Published August 04, 2008 02:38 am - Not many people around these parts know it, but yellow bass make for great table fare.
Yellow bass provides good fight, good eating
Above the whir of electric knives, the fellow across the fish cleaning station at McIntosh Woods State Park near Clear Lake, Iowa, asked where we were from.
“Mankato, Minnesota,” Brian Fowler, my fishing partner, told him.
He paused from cleaning his mess of fish and smiled. “You’re from Minnesota and come down here to fish,” he asked?
Well, where else are we going to catch a yellow bass?
Most Minnesota anglers are familiar with a cousin, the white (or striped) bass, a fish with a good reputation as a fighter but less so as table fare.
The yellow bass, on the other hand, also is a scrapper on the end of a line.
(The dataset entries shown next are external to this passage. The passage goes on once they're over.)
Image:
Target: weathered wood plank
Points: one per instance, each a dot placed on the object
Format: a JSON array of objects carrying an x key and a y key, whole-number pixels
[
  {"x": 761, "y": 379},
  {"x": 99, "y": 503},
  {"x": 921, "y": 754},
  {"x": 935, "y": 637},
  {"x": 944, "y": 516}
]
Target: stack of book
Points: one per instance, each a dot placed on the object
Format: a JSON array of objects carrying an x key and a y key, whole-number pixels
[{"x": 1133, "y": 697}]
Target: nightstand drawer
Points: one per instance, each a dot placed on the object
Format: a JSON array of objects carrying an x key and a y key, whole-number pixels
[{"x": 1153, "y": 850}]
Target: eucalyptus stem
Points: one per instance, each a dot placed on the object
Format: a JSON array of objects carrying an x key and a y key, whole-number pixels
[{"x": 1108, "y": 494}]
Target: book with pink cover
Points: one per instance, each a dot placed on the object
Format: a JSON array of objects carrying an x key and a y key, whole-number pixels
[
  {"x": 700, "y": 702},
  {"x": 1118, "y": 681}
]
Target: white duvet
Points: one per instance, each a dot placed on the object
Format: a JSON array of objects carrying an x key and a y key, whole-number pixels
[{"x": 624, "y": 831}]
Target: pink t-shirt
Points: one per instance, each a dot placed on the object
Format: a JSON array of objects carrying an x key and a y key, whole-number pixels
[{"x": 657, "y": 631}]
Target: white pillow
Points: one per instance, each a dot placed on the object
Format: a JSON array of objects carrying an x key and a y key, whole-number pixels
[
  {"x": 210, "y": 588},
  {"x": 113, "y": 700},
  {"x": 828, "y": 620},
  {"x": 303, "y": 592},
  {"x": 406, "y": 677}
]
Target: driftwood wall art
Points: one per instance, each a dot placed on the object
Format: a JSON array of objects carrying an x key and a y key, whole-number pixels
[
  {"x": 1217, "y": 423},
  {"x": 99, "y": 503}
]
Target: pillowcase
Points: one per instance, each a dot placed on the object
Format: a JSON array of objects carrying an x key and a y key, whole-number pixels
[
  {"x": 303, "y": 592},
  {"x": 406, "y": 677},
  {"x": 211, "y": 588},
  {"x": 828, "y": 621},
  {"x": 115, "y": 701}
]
But in addition to being a good battler, the yellow is superb table fare.
Best of all, in Iowa, basic math is not a requisite for fishing for yellows: There is no limit, no season.
That’s because in many environments, yellow bass are considered a nuisance fish, prone to over-population, stunted growth, and crowding out more desirable game species.
Except in Clear Lake.
In this 3,000-acre lake located 100 miles due south of Mankato, thanks to a fortuitous combination of environment and prey-forage relationships with walleye, muskies and catfish, yellow bass are able to grow large enough to attract anglers‚ attention — plenty of attention.
Indeed, when the yellows are really going, the lake is a Mecca for anglers. Five-gallon pails brimming with the fish are common.
In the best of years, lines of anglers coming off the lake have been known to clean so many yellows that the McIntosh Woods cleaning station has been overwhelmed with fish innards and shut down.
On Saturday, we shared the lake with dozens of other anglers drifting, anchored and trolling. While some undoubtedly were trolling for the walleyes that abound in the lake, most of us were after the tasty yellows.
Drifting with Northland Gumdrops tipped with minnows, we fishing in about 13 feet of water just north of the island.
The fish hit our lures with gusto; several times our dead stick rods — it’s legal to use two poles in Iowa — very nearly were pulled overboard by biting fish.